# World year distance record



## LocalLad (8 Nov 2015)

Anyone fancy doing 100miles a day every day for a year?

Cyclist aims to beat Billie Fleming's distance record - http://www.bbc.co.uk/news/uk-england-nottinghamshire-34638370


----------



## screenman (8 Nov 2015)

Have you been following the male record attempts?


----------



## summerdays (8 Nov 2015)

I like the reason that she would like to get more people cycling!


----------



## LocalLad (8 Nov 2015)

screenman said:


> Have you been following the male record attempts?



No I haven't, will have a look


----------



## deptfordmarmoset (8 Nov 2015)

LocalLad said:


> No I haven't, will have a look


https://www.cyclechat.net/threads/2...lenge-the-progress-thread.172199/post-3965818


----------



## summerdays (8 Nov 2015)

Following the other thread has made it seem all the more impressive what they have put them selves through both physically and mentally.


----------



## si_c (18 Nov 2015)

summerdays said:


> Following the other thread has made it seem all the more impressive what they have put them selves through both physically and mentally.
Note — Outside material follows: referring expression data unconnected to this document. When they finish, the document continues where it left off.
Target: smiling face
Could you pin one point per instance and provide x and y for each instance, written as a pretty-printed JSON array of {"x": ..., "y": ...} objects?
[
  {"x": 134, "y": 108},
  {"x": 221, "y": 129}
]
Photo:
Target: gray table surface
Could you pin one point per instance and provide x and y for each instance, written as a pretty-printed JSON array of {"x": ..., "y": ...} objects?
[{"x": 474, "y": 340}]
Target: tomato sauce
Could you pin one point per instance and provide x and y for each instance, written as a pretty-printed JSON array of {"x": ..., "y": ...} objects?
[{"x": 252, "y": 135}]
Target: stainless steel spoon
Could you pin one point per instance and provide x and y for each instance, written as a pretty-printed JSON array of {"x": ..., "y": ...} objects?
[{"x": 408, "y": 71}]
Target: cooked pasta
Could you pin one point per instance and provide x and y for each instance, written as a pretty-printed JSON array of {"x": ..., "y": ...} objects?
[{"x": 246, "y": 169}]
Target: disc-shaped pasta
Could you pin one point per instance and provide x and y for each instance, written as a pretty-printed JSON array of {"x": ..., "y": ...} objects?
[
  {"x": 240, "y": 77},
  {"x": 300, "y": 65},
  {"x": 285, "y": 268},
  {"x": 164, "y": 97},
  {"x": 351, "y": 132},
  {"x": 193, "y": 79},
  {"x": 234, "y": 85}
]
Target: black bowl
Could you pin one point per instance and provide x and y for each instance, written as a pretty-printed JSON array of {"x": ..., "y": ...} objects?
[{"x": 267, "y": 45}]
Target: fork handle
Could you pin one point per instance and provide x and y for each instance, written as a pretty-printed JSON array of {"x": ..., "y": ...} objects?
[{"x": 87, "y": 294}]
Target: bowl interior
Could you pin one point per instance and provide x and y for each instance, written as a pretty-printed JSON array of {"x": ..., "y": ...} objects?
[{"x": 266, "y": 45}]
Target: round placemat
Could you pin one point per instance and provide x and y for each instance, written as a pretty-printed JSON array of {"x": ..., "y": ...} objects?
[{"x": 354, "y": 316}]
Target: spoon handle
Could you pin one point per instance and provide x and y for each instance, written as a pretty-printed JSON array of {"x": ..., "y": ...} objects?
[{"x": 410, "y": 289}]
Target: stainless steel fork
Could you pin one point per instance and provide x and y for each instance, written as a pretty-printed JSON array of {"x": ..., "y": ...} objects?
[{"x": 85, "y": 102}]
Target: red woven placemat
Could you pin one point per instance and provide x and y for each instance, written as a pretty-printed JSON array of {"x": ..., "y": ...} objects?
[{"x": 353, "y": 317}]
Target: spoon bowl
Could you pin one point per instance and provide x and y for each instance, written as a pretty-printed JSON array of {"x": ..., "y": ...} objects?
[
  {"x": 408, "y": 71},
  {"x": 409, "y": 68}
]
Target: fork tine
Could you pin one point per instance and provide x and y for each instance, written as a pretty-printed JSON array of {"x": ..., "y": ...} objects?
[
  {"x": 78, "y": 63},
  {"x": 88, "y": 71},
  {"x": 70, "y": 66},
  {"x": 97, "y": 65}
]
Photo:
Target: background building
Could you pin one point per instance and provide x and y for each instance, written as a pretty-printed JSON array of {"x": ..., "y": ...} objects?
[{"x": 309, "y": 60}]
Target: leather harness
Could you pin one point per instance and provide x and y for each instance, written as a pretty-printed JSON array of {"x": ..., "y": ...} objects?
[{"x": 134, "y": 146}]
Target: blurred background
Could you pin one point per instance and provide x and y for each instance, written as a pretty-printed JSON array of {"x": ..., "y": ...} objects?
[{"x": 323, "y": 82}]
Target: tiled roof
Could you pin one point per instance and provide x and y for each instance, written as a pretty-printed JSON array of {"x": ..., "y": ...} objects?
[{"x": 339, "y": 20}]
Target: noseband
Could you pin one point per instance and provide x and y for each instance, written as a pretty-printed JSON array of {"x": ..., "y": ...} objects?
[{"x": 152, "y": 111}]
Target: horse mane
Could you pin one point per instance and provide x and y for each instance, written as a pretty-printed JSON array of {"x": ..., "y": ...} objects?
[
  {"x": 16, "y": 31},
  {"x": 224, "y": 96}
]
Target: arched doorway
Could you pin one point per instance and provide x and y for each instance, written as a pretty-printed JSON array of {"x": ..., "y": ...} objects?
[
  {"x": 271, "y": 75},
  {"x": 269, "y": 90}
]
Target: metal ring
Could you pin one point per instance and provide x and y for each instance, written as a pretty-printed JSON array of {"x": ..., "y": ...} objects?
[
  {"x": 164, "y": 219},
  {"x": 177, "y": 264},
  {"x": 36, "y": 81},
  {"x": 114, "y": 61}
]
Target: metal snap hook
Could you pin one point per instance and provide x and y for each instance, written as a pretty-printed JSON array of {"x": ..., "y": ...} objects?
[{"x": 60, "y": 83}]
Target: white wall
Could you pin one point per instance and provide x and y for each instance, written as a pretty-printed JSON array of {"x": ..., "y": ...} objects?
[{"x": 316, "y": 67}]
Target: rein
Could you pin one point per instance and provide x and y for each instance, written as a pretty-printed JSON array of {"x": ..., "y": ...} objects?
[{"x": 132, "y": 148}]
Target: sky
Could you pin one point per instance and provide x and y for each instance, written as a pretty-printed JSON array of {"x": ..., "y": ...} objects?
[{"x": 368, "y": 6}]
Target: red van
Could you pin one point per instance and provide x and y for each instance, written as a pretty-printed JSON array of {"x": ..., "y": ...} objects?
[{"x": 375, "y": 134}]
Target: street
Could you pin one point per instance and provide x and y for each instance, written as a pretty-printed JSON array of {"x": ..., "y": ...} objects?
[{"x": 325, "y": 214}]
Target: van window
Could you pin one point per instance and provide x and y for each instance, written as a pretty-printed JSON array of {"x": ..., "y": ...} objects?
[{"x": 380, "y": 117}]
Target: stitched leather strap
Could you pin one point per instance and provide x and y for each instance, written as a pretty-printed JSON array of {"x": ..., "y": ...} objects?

What's impressed me about both Steve and Kurt has been that despite problems and difficulties, they've just got on with it, and they make it seem far easier than it must be.


----------



## Dogtrousers (18 Nov 2015)

Interesting that "_she's sorting out the paperwork that Guinness World Records requires."_ and not going down the the HAMR/ultracycling route.


----------



## Supersuperleeds (22 Dec 2015)

Was a piece on the Nottingham lass on local news tonight, good luck to her, 85 miles every day for the womens record


----------